Giovanni Deepak Anaglia est Italien. C’est aussi un Indien, recueilli bébé par les sœurs de Mère Teresa. À 36 ans, après avoir passé toute sa vie en Italie, il décide de changer radicalement son existence. Il revient s’installer à Calcutta pour s’occuper à son tour des enfants des rues. Pour Aleteia, Giovanni revient sur son parcours. Il raconte le rôle Mère Teresa dans sa vie et la manière dont il a abouti à une décision si radicale.

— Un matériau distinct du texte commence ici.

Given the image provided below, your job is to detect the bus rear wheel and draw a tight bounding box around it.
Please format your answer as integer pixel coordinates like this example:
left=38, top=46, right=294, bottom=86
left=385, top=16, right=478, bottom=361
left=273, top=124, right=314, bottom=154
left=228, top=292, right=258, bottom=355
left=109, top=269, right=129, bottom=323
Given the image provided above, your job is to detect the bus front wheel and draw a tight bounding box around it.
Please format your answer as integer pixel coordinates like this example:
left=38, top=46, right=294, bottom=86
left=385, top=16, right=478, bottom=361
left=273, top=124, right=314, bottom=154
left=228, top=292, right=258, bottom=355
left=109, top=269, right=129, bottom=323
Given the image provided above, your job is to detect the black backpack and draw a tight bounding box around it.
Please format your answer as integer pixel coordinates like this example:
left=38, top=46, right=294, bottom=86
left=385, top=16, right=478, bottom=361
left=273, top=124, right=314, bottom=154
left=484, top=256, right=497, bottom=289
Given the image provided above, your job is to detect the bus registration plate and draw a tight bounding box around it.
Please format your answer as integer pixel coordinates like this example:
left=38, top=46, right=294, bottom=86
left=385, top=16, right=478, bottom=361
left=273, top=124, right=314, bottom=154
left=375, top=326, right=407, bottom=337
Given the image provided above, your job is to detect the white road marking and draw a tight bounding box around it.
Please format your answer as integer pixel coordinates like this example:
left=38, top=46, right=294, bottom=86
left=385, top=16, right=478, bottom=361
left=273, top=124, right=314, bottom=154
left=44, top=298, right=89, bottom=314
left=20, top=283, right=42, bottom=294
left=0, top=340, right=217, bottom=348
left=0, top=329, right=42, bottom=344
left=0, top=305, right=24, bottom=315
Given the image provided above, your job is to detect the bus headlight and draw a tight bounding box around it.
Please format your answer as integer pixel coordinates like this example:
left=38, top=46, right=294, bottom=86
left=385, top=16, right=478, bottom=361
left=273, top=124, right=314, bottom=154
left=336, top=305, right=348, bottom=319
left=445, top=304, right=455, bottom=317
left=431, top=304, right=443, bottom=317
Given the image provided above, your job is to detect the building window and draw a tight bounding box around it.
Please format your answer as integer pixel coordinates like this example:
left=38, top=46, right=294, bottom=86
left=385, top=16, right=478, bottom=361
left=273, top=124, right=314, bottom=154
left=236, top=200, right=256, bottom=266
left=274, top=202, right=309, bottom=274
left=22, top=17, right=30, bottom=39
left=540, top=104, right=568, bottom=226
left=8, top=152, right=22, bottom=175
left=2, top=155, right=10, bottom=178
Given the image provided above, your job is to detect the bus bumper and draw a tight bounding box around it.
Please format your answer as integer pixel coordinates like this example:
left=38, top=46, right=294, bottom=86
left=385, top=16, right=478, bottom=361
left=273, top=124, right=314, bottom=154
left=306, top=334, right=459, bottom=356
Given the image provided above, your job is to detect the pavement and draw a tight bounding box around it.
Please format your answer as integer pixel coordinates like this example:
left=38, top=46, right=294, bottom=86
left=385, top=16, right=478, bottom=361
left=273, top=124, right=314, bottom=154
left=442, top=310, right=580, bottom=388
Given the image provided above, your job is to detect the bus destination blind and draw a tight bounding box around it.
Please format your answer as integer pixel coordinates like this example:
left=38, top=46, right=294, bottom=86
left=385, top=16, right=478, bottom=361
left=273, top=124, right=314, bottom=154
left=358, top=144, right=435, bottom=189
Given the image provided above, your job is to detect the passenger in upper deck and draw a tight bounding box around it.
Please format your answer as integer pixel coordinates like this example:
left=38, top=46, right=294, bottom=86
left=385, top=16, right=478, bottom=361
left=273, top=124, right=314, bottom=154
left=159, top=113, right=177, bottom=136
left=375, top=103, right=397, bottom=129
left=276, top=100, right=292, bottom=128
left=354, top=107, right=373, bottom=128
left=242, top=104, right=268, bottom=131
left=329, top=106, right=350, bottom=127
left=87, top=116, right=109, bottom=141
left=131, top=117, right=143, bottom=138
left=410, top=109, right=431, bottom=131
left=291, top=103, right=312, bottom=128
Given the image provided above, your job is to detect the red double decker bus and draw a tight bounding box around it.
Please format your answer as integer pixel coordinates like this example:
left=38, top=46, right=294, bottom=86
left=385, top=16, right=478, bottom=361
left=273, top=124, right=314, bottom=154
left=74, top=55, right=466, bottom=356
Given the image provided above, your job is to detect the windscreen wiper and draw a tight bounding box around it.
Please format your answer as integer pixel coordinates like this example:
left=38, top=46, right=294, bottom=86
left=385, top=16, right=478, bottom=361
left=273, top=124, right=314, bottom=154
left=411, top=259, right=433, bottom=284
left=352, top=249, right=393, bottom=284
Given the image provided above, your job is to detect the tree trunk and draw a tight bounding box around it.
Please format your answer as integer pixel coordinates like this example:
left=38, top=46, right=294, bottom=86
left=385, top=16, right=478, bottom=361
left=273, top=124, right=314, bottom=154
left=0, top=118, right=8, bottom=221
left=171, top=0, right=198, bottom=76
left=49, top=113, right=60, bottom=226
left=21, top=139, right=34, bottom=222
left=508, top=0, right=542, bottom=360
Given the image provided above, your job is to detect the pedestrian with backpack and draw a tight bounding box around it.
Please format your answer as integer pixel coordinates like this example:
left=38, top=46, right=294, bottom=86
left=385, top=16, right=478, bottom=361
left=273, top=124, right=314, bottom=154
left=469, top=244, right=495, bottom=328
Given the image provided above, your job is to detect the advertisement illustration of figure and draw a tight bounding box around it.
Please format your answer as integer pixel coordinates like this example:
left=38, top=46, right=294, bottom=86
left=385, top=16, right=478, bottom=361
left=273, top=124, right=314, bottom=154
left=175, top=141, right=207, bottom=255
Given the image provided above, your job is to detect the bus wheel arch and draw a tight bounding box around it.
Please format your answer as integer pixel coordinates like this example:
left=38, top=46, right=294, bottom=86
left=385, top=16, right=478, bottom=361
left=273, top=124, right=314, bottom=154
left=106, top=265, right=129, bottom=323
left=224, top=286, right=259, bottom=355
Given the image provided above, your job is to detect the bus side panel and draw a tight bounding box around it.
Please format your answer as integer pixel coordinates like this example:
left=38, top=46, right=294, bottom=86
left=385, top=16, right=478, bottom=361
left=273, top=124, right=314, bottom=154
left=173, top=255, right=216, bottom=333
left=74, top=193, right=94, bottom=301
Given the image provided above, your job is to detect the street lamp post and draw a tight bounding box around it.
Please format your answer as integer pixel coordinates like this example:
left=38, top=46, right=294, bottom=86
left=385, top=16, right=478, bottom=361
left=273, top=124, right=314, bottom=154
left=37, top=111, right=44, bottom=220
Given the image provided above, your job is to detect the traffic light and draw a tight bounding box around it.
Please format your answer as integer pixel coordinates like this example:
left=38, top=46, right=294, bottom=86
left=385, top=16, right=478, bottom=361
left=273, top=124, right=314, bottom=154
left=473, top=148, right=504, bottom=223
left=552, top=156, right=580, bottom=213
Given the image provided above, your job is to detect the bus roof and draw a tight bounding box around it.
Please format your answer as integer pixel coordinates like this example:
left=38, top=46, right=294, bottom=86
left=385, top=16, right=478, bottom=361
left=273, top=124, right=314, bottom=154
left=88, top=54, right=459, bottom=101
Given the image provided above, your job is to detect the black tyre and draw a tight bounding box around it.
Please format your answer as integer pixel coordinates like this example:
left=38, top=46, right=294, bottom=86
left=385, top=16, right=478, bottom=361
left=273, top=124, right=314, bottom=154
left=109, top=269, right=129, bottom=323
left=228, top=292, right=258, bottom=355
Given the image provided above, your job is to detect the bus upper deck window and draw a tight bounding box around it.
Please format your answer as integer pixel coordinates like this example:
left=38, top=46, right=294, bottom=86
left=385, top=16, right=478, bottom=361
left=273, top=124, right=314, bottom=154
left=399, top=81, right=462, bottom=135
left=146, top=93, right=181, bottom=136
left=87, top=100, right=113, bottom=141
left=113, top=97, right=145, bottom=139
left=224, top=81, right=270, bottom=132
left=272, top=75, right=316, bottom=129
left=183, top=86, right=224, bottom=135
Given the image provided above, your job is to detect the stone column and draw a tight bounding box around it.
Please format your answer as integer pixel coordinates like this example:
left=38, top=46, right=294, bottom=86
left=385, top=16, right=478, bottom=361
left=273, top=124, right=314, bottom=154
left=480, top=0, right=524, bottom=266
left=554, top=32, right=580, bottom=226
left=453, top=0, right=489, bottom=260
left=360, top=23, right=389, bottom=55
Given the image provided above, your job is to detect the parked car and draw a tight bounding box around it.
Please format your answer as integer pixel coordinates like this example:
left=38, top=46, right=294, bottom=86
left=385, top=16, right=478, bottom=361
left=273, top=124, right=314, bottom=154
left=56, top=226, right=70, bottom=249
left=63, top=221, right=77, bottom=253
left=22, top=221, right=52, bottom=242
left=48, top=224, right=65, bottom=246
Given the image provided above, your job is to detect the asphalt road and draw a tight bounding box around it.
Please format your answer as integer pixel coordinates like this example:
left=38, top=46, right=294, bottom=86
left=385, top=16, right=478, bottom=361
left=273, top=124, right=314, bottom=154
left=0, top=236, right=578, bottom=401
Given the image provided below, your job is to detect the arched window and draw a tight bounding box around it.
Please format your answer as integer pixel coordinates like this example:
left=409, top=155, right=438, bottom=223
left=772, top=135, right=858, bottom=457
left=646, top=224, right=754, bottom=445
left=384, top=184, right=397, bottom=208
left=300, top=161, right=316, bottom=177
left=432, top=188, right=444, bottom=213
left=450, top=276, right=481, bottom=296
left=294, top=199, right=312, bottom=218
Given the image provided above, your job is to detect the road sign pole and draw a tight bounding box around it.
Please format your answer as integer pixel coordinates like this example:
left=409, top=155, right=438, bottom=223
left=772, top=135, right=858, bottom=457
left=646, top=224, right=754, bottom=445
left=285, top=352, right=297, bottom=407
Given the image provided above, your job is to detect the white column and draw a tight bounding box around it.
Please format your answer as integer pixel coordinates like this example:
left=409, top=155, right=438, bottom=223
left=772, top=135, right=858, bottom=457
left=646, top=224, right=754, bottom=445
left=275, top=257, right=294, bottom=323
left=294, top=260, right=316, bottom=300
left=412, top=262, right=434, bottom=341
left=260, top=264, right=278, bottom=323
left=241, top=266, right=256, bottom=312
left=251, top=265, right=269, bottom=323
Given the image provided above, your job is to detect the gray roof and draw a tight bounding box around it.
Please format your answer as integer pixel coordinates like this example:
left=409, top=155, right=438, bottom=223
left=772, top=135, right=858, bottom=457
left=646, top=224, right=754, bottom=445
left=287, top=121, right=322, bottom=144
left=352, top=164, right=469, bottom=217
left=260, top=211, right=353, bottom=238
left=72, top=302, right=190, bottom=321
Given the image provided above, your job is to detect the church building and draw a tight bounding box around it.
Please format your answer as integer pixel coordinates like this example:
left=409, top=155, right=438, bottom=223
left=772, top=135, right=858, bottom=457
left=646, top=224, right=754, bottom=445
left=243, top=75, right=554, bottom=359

« Mon nom est Giovanni Deepak Anaglia. Je suis né à Calcutta le 9 décembre 1980 et ai été adopté par une famille italienne. J’ai passé plusieurs mois dans l’orphelinat de Mère Teresa à Calcutta. Je garde énormément de souvenirs de cette époque. Lorsque je suis revenu à Sishu Bheevan (centre d’accueil de Mère Teresa) et que les sœurs m’ont interrogé sur mes souvenirs, je leur ai décrit mon lit et la pièce dans laquelle je dormais. Petite et sombre. Elles m’ont alors emmené au second étage, dans une immense pièce remplie de lits. Sur le côté se trouvait une toute petite alcôve, avec un seul petit lit. Je l’ai immédiatement reconnu. À part cette chambre et les pièces d’eau, je me rappelle surtout de toutes les émotions qui m’habitaient à cette époque, à tel point que, lorsque je suis revenu, je me sentais chez moi. Et parmi les miens.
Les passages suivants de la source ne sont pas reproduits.